As is widely known, current mainstream BERT models can handle a maximum of 512 tokens. The fundamental cause of this bottleneck is that BERT utilizes absolute position embeddings trained from random initialization. Generally, the maximum position is set to 512; thus, it can handle at most 512 tokens, as there are no position embeddings available for any subsequent parts.

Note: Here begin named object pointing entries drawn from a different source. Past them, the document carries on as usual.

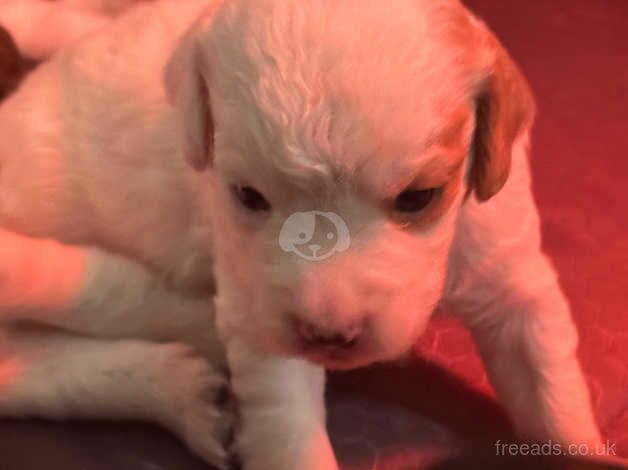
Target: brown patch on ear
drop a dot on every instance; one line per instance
(13, 66)
(504, 110)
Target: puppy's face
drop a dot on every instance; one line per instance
(339, 138)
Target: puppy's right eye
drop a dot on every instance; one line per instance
(251, 198)
(414, 200)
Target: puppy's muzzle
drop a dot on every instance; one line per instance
(328, 339)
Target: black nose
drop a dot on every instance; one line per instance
(319, 337)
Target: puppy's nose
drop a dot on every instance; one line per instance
(318, 337)
(314, 247)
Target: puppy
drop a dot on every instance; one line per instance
(198, 145)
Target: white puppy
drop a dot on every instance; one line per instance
(402, 131)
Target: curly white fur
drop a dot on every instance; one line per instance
(328, 106)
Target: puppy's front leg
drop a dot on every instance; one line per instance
(282, 412)
(528, 342)
(508, 294)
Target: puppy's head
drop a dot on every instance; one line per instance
(338, 141)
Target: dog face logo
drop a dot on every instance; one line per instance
(314, 235)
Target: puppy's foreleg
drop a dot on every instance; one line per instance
(528, 343)
(91, 292)
(51, 374)
(507, 293)
(282, 412)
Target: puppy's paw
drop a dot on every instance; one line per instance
(203, 415)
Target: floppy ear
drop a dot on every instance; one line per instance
(186, 87)
(504, 111)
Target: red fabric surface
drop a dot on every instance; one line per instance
(575, 55)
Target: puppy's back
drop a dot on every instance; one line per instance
(87, 147)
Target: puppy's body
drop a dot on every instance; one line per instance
(92, 153)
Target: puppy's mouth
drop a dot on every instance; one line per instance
(334, 358)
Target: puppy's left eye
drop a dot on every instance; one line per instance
(414, 200)
(251, 198)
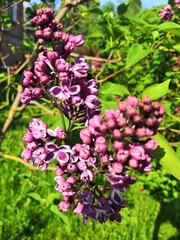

Of course, another significant reason is the \mathcal{O}(n^2) complexity of the Attention mechanism, which leads to a massive increase in memory usage for long sequences, making fine-tuning impossible on standard GPUs.
This article primarily addresses the former cause. Assuming sufficient memory is available, we explore how to simply modify a BERT model with a current maximum length of 512 so that it can directly process longer text. The main idea is to hierarchically decompose the pre-trained absolute position embeddings, allowing them to be extended to longer positions.
Position Embeddings
BERT uses trained absolute position embeddings. This method is simple and direct, and its performance is quite good. However, because each position vector is learned by the model itself, we cannot infer the embedding vectors for other positions, which results in a length limit.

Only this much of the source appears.